Crítica de “La liberazione di Ruggiero dall’isola d’Alcina”: La isla (poco) mágica de Alcina

Crítica de “La liberazione di Ruggiero dall’isola d’Alcina”: La isla (poco) mágica de Alcina

La magia en la ópera siempre ha tenido mucho tirón. En la ciudad más poblada del mundo a principios del XVIII, Londres, un genio como Händel recurría al comodín mágico cuando estaba necesitado de éxitos, desde “Rinaldo” (1711) hasta “Alcina” (1735). Purcell (o su libretista, Nahum Tate) hizo lo propio antes, cambiando dioses por brujas en Dido & Aeneas, que convocaban tormentas y se transformaban en otros seres. Y Vivaldi después en Venecia con “Orlando Furioso” no ahorraba en sortilegios. Se ha de pensar en un teatro donde uno de los principales alicientes eran los efectos especiales, unos efectos que conllevaban una maquinaria habitualmente ruidosa y poco disimulada. Por eso el Orlando de Händel se llena de sinfonías y música de hechizos. Y Morgana hace gala de su poder con una coloratura al alcance de muy pocos. Para poner una textura sobrehumana sobre los hombros de Caronte, Monteverdi en el Orfeo lo hace acompañar de un regal, instrumento con una sonoridad atípica. Hasta las alucinaciones en Lucia de Lammermoor se cantan sobre el sonido indescifrable de la armónica de cristal. Resumiendo: cualquier compositor o compositora hace esfuerzos porque la magia, si está, sea mágica. En el estreno de “La liberazione di Ruggiero dall’isola d’Alcina”, de Francesca Caccini, faltó la magia, la fascinación de lo sobrehumano si se piensa que se habla de un mundo construido sobre las cenizas de Merlín.
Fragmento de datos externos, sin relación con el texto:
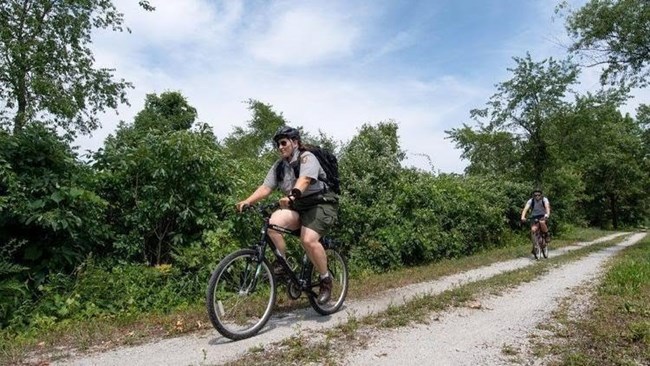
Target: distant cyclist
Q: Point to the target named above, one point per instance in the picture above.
(540, 209)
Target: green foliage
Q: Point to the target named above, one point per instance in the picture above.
(101, 291)
(48, 68)
(615, 33)
(12, 291)
(166, 186)
(52, 216)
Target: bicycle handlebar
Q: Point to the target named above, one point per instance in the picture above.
(264, 209)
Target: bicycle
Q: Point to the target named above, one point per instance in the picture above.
(243, 288)
(540, 246)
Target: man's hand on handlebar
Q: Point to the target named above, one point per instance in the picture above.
(285, 202)
(241, 206)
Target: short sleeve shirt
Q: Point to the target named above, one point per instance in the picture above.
(309, 167)
(540, 208)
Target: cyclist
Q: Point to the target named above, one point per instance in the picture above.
(307, 205)
(541, 211)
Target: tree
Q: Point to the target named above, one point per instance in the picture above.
(47, 69)
(595, 139)
(523, 106)
(614, 33)
(489, 152)
(166, 184)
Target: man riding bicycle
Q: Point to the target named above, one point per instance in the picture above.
(308, 204)
(540, 212)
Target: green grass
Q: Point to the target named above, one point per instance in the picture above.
(616, 329)
(354, 333)
(111, 332)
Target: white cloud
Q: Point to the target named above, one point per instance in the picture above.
(308, 64)
(303, 36)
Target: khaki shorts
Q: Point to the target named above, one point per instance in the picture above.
(320, 216)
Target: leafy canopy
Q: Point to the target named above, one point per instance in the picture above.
(47, 69)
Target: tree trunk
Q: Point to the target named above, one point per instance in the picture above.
(21, 97)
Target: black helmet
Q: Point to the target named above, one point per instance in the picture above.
(286, 132)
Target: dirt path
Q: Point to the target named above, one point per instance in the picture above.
(211, 348)
(467, 336)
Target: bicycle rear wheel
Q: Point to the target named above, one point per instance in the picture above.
(338, 268)
(544, 246)
(240, 295)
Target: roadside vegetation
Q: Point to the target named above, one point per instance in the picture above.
(614, 327)
(330, 347)
(104, 333)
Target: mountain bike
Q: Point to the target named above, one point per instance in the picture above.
(243, 288)
(540, 247)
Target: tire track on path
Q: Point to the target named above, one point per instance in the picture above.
(209, 347)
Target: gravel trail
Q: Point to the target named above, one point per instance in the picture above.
(455, 340)
(467, 336)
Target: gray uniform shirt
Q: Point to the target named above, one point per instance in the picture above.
(540, 208)
(309, 167)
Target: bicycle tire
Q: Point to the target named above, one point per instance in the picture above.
(240, 300)
(536, 248)
(338, 268)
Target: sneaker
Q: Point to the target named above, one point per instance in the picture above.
(278, 270)
(325, 290)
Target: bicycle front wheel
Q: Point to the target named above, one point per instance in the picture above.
(240, 295)
(338, 268)
(536, 248)
(545, 249)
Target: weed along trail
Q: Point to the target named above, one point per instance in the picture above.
(492, 333)
(465, 336)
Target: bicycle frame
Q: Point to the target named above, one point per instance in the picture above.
(301, 281)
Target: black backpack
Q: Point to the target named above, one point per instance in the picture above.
(532, 203)
(327, 161)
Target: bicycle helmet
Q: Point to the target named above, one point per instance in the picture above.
(286, 132)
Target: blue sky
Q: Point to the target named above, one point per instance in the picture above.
(331, 65)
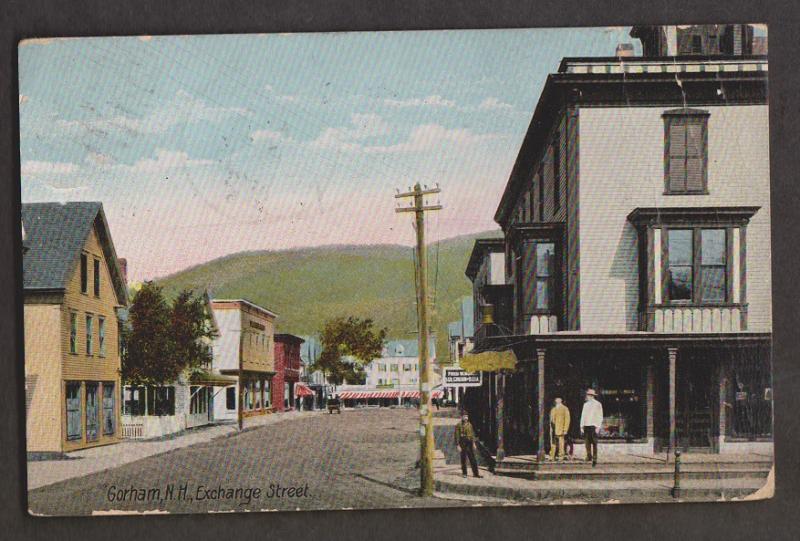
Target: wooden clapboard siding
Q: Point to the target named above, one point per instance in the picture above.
(43, 358)
(258, 355)
(622, 168)
(81, 366)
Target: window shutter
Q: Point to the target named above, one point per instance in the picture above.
(695, 172)
(677, 155)
(528, 276)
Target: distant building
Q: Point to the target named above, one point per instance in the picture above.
(314, 380)
(73, 293)
(287, 371)
(245, 349)
(636, 247)
(392, 378)
(187, 402)
(461, 336)
(698, 39)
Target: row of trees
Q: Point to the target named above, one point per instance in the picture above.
(348, 345)
(164, 339)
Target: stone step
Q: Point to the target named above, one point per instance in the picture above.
(610, 461)
(618, 474)
(598, 491)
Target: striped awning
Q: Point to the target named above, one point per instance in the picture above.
(355, 395)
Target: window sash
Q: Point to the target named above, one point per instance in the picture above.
(89, 335)
(73, 332)
(84, 273)
(109, 419)
(74, 411)
(96, 277)
(101, 335)
(92, 412)
(686, 153)
(538, 278)
(707, 280)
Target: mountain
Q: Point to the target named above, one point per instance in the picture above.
(307, 286)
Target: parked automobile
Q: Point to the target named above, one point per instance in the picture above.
(334, 404)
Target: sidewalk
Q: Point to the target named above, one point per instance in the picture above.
(87, 461)
(622, 478)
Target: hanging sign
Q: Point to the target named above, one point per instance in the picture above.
(456, 377)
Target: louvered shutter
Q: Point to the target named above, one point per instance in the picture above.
(695, 171)
(677, 155)
(528, 276)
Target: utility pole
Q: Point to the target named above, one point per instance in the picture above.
(419, 208)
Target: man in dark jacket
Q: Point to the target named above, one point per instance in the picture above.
(465, 439)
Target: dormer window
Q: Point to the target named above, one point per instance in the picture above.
(685, 152)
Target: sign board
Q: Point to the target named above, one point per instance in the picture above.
(456, 377)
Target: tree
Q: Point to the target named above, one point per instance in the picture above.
(165, 340)
(191, 332)
(148, 356)
(348, 344)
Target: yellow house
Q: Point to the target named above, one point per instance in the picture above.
(74, 290)
(245, 349)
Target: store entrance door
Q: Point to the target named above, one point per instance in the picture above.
(694, 420)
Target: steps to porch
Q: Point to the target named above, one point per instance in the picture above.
(618, 477)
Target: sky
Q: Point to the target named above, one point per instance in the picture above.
(204, 146)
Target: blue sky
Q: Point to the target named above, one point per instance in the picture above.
(202, 146)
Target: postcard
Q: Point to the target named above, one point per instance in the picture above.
(396, 269)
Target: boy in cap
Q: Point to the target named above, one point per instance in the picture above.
(591, 421)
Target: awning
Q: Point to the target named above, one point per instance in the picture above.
(216, 380)
(489, 361)
(355, 395)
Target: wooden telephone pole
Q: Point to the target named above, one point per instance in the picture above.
(426, 369)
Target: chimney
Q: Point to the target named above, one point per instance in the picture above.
(624, 49)
(123, 267)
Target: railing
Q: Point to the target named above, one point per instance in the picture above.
(695, 319)
(543, 324)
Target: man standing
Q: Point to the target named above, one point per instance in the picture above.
(465, 439)
(591, 421)
(559, 423)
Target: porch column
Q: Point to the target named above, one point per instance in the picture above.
(501, 398)
(723, 406)
(673, 357)
(651, 393)
(540, 354)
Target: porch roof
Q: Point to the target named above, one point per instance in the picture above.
(525, 346)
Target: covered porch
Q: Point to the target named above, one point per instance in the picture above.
(706, 393)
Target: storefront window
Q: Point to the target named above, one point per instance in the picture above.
(92, 412)
(133, 401)
(109, 419)
(621, 390)
(749, 403)
(161, 401)
(74, 411)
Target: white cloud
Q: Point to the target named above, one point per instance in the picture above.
(167, 160)
(266, 135)
(33, 167)
(491, 103)
(430, 136)
(431, 101)
(364, 125)
(182, 109)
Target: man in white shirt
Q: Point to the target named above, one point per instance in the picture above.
(591, 421)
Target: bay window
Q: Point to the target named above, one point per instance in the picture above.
(692, 268)
(697, 266)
La escenografía tuvo algunos aciertos estéticos de relevancia, como el friso inicial hecho de sombras que parecía mirar hacia aquellas cráteras griegas de figuras negras o los juegos de manos de puro teatro negro que acompañaban a los personajes. Pero la magia fue resuelta con más guiño que sentido de la maravilla, y eso hizo que el montaje se resintiera de una especie de oscuridad general. La tierra de Alcina es en su formulación original la isla de los prodigios, un vergel mágico que nos habla de centenares de seres encantados que viven atrapados bajo la forma de un árbol, una piedra o un animal. Al contemplar la fertilidad de la isla (tantos amantes embrujados…) uno entiende la edad real de Alcina, su mirada caprichosa sobre el mundo y la profundidad de su herida. Faltó ese retrato de la maga, ese deslumbramiento de la isla y algo de movilidad para los protagonistas. Por el otro lado, los bailarines dibujaron con ingenio las situaciones, la iluminación construyó los espacios y los juegos de telas del suelo provocaron bellos relieves.

En lo vocal destacó la soprano Jone Martínez, con triple encarnación (Sirena / Dama triste / Mensajera) y vocalidad ajustada a cada personaje con un fraseo cuidado. La Melissa de Vivica Genaux se benefició de la propia nasalidad de su voz de mezzosoprano para caracterizar al personaje mágico. Albert Robert como Ruggiero transmitió pureza y cierto grado de inocencia en el canto. Con todo, lo mejor estuvo en la interpretación del foso y en la propia música. Obviamente, hay mucho de otros compositores (Monteverdi, Peri, Cavalieri) en la partitura y no poco de la experiencia como intérpretes de la propia Forma Antiqva, pero el universo sonoro que propone Francesca Caccini para la mítica Alcina, todavía a una década del estallido de la ópera pública en Venecia, es contrastante, virtuoso a ratos, seductor y bien fundado. Quién pudiera conservarse así con cuatrocientos años a sus espaldas.